The pacing is deliberate, almost ceremonial. This isn't music designed to propel you through your day but to help you stop moving altogether. The mood evokes early morning stillness, the feeling of kneeling in damp earth, hands working soil. There's devotion here, but it's the devotion of attention rather than adoration—the kind of presence required to notice how a seedling pushes through darkness toward light.
Where the Track Lands
Since Little Garden exists as a single composition, the entire piece carries the weight of signature moments. The track reveals itself in movements rather than verses, likely building from whisper to resonance and back again. What makes it land is precisely this refusal to rush—Nereo trusts that listeners will stay with her through the silences, the subtle shifts in vocal tone, the patient accumulation of harmonic layers.

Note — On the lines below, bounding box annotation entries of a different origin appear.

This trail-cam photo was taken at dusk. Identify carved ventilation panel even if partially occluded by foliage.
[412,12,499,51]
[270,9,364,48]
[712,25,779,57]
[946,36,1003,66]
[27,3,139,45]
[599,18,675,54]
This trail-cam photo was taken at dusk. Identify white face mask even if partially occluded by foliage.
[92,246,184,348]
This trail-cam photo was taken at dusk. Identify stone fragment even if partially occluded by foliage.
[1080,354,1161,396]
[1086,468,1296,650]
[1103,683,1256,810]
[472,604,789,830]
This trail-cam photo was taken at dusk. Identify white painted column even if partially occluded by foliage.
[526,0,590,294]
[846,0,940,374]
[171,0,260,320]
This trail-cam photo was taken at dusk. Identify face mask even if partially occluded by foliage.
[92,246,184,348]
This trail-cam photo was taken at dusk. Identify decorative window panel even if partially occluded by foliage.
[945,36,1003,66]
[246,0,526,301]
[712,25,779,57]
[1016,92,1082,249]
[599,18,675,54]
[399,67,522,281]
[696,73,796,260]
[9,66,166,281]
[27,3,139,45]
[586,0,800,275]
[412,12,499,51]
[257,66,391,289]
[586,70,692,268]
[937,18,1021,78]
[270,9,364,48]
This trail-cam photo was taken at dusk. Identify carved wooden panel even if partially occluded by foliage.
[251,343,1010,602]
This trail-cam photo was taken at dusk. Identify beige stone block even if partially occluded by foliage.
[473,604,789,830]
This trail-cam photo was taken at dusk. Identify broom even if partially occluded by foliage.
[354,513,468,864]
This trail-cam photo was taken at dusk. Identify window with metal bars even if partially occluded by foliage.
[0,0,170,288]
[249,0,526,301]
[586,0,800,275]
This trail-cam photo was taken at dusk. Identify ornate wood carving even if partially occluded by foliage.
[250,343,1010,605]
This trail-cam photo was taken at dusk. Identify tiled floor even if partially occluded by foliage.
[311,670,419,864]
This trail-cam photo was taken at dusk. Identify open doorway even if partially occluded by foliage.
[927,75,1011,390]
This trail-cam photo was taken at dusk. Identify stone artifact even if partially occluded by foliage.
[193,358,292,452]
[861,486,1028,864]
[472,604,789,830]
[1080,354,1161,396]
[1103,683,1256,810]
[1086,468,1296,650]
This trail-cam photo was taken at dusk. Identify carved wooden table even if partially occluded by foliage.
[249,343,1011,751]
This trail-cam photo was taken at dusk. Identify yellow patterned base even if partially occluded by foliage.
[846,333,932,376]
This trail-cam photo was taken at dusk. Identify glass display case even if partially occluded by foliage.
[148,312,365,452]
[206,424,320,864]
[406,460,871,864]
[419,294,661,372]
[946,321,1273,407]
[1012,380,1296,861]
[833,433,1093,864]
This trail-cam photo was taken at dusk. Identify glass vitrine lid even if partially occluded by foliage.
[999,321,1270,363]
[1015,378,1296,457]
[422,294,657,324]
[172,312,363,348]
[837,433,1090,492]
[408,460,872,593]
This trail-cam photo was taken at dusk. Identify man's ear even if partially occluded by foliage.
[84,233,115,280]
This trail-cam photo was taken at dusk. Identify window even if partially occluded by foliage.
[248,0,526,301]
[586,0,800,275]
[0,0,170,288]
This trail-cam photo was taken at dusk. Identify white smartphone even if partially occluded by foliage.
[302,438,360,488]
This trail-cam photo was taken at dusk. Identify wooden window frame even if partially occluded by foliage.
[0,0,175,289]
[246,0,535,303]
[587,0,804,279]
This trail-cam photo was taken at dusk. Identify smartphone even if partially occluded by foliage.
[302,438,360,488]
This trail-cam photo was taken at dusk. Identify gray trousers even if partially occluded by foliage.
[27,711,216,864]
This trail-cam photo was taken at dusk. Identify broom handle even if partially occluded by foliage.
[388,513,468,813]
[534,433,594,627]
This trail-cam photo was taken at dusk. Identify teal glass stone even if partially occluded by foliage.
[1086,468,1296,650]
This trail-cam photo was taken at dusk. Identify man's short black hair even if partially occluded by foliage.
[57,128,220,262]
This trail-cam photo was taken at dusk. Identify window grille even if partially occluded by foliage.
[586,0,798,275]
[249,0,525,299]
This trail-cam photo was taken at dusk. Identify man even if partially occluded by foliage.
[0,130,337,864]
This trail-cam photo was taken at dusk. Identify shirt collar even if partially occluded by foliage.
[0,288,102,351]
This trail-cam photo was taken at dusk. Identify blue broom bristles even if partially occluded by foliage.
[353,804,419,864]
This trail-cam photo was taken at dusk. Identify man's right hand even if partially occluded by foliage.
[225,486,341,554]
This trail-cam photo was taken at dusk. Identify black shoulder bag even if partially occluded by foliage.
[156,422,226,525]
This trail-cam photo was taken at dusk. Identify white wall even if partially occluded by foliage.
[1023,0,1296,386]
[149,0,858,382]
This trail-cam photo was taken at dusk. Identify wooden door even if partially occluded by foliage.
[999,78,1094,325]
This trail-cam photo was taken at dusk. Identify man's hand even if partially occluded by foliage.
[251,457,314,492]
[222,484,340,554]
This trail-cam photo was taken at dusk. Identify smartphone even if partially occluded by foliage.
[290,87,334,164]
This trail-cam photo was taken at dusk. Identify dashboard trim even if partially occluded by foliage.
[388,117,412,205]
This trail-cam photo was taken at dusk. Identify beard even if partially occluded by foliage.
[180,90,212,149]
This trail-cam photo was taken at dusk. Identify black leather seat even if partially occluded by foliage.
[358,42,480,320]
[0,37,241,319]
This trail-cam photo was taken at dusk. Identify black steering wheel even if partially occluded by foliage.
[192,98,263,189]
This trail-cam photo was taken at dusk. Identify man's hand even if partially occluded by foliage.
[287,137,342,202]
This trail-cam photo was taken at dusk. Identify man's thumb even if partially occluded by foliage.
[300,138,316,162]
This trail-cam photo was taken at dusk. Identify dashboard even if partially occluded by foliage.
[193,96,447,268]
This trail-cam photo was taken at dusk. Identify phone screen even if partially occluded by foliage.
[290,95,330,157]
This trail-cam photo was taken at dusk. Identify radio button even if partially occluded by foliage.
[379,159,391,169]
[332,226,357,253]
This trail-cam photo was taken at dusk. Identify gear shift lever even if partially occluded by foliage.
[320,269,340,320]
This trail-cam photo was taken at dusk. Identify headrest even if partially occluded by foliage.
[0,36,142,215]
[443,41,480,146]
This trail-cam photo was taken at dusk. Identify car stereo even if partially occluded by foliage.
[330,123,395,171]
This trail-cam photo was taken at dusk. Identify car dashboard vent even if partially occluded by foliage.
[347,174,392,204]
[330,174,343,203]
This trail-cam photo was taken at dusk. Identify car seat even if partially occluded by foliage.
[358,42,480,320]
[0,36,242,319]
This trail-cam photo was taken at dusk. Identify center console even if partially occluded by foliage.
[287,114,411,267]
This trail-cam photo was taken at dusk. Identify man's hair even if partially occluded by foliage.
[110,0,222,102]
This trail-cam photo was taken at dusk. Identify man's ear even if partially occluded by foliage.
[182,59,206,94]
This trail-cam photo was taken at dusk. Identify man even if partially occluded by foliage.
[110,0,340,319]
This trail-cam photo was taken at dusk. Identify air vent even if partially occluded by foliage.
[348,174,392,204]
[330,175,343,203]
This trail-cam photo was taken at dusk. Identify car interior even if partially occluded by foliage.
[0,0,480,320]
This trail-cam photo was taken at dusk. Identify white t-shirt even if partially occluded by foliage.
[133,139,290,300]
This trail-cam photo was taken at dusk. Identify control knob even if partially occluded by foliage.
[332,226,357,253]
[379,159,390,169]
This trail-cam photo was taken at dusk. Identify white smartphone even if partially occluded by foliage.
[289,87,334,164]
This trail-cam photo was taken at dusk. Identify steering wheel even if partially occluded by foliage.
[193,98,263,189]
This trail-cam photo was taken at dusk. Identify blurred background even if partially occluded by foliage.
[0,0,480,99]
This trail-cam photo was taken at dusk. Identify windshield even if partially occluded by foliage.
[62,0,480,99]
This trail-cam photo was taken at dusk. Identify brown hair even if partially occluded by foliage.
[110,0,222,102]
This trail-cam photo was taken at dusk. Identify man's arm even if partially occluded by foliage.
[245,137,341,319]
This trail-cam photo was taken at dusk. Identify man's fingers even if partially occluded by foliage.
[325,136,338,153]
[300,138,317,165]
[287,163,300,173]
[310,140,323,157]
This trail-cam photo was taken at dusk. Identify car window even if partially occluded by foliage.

The title itself becomes mantra, and repeated listening reveals how the concept of a "little garden" operates on multiple levels: the literal garden we might tend, the body as garden, the mind as cultivated space, the song itself as a small plot of sonic earth. Nereo's gift has always been her ability to make the metaphorical feel tangible, and here that alchemy feels particularly potent.

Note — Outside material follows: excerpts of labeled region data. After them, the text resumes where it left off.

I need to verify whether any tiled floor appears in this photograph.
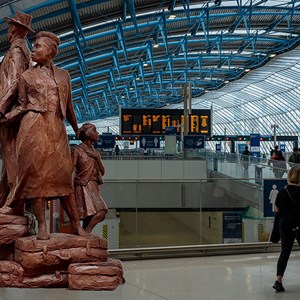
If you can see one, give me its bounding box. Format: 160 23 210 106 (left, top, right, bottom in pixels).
0 251 300 300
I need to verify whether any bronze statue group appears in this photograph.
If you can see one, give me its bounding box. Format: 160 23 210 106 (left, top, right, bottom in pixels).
0 12 125 290
0 12 108 240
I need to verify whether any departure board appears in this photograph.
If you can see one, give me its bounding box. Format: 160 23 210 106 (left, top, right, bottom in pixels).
120 108 211 136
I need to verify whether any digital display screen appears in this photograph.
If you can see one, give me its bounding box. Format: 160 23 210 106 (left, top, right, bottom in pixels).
120 108 211 136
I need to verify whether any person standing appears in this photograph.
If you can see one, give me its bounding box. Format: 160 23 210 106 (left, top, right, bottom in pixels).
272 151 287 178
72 123 108 233
273 167 300 292
289 147 300 167
0 12 34 214
8 31 89 240
241 146 251 172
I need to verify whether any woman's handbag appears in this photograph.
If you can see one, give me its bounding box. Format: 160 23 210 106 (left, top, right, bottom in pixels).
270 212 280 243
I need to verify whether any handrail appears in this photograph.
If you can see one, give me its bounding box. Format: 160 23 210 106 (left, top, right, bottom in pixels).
109 242 288 260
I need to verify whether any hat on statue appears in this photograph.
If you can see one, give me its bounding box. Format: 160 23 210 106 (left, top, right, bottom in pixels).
4 11 34 32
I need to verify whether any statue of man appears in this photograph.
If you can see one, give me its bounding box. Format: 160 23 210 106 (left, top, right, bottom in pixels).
0 12 34 214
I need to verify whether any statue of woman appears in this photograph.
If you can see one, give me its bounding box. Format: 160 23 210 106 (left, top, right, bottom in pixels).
72 123 108 233
9 31 87 240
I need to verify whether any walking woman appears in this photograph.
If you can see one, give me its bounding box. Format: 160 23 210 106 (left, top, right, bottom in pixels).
273 167 300 292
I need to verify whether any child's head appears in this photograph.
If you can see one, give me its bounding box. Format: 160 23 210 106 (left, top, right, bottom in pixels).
78 123 99 142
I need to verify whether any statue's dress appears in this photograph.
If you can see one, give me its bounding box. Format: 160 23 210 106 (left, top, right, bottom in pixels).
14 66 73 199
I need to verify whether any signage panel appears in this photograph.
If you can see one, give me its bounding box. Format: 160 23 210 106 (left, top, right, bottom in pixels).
184 135 204 149
120 108 211 136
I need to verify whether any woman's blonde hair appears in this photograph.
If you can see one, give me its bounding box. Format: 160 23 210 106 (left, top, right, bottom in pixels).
287 167 300 184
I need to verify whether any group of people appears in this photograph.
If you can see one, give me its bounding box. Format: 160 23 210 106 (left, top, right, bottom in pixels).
241 145 300 178
0 12 107 240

In the Devotional Tradition
Little Garden sits comfortably within the contemporary devotional music landscape, though it occupies a uniquely Western, earth-centered space within that tradition. While sharing DNA with bhakti and kirtan practices—the repetition, the use of voice as vehicle for transcendence, the invitation into meditative states—Nereo's work draws from a different well. This is devotional music rooted in animism and eco-spirituality rather than Eastern religious traditions.
The track also participates in the growing ambient-devotional hybrid genre, where artists like East Forest, Laraaji, and Ajeet Kaur create soundscapes for modern ritual practice. Unlike traditional kirtan, which centers on deity names and Sanskrit mantras, Little Garden seems to offer devotion to the practice of attention itself, to the small acts of care that constitute a spiritual life. It's music for the tradition of people who find their temples in forests and their prayers in the act of planting.
Who Needs This Song
Little Garden lands hardest for listeners navigating transitions—not the dramatic upheavals, but the quieter passages that require recalibration. It's for those returning to their bodies after periods of disconnection, for people learning to work at a more sustainable pace, for anyone who needs permission to make something small and call it enough.
This track speaks to practitioners of various kinds: those with yoga or meditation practices seeking soundscapes for savasana or sitting, gardeners and herbalists who understand growth as a spiritual metaphor, and anyone building daily rituals around presence rather than productivity. It's music for the moment when you realize that tending your own small patch of earth—literal or metaphorical—might be the most radical thing you can do.
How to Listen
Little Garden deserves to be encountered alone, ideally through headphones that can capture the subtle layers of Nereo's vocal arrangements and the delicate interplay of acoustic and ambient elements. Evening listening feels right—that liminal time between doing and resting, when the mind naturally begins to slow.
Consider creating a listening ritual: light a candle, sit somewhere comfortable, close your eyes. Let the track repeat two or three times. The first listen orients you to the landscape; the second allows you to notice what you missed; the third might let you stop listening and simply be held. This is music that rewards the ceremonial approach, that deepens when approached not as entertainment but as practice—a small garden you tend with your attention.